Through the Looking Glass Children's Book Reviews

F is for Friendship: A Quilt Alphabet

F is for Friendship: A Quilt Alphabet

Helen L. Wilbur
Illustrator:  Gijsbert van Frankenhuyzen 
Nonfiction Picture Book  Series
For ages 6 to 10
Sleeping Bear Press, 2011   ISBN: 978-1585365326

Many people have colorful quilts on the beds in their homes, and they never really think too much about them. They do not realize that quilt designs often have a story, and that making a quilt takes many hours of painstaking work.

In this very special nonfiction picture book, Helen L. Wilbur’s poems and informative text is paired with Gijsbert van Frankenhuyzen’s illustrations to give young (and no so young) readers a memorable reading experience.

For each letter of the alphabet the author presents us with a word that has something to do with quilts and the making of quilts. For example, for the letter A she tells us about the artistry that goes into making quilts, describing how three layers of fabric are used to create a bedcover that is both beautiful and warm. In the poem that goes with this word we learn that even an everyday quilt is “a work of art.”

On the G page we learn that making quilts is often a skill that is passed on from mother to daughter on and on for generations. We see a picture of a little girl watching her mother, who is carefully working on a quilt. The mother’s mother taught her how to quilt, and perhaps she too will share this skill with the little girl who is watching her.

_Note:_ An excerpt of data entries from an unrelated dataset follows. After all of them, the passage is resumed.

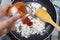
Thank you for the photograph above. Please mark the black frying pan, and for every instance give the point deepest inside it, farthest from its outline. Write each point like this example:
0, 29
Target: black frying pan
50, 9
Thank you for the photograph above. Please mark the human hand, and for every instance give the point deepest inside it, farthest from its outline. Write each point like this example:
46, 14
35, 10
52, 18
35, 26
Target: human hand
8, 25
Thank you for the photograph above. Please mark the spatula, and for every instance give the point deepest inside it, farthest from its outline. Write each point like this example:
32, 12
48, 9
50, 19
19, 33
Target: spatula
44, 16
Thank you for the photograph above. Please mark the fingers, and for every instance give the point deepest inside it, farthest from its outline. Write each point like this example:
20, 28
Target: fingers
3, 10
3, 33
9, 22
12, 28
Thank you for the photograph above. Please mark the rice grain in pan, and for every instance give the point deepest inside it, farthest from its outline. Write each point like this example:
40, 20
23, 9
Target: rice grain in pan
37, 27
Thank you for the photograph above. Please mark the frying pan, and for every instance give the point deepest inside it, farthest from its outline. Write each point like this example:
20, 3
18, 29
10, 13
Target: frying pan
50, 8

Different regions of the world have their own quilting styles and designs. On the K page, we learn that in Hawaii the beauty of the islands is captured in the designs found on the Hawaiian Kapa Moe quilts.

As they read this book, readers will come to appreciate the work that goes into making a quilt. They will come to understand that quilts connect us with the past, and they also serve as gifts that last into our future. As with all the Sleeping Bear Press alphabet books, this title can be enjoyed by readers of different ages. The pictures and poems being particularly appealing to younger readers, and the longer sections of text being more suitable to older readers.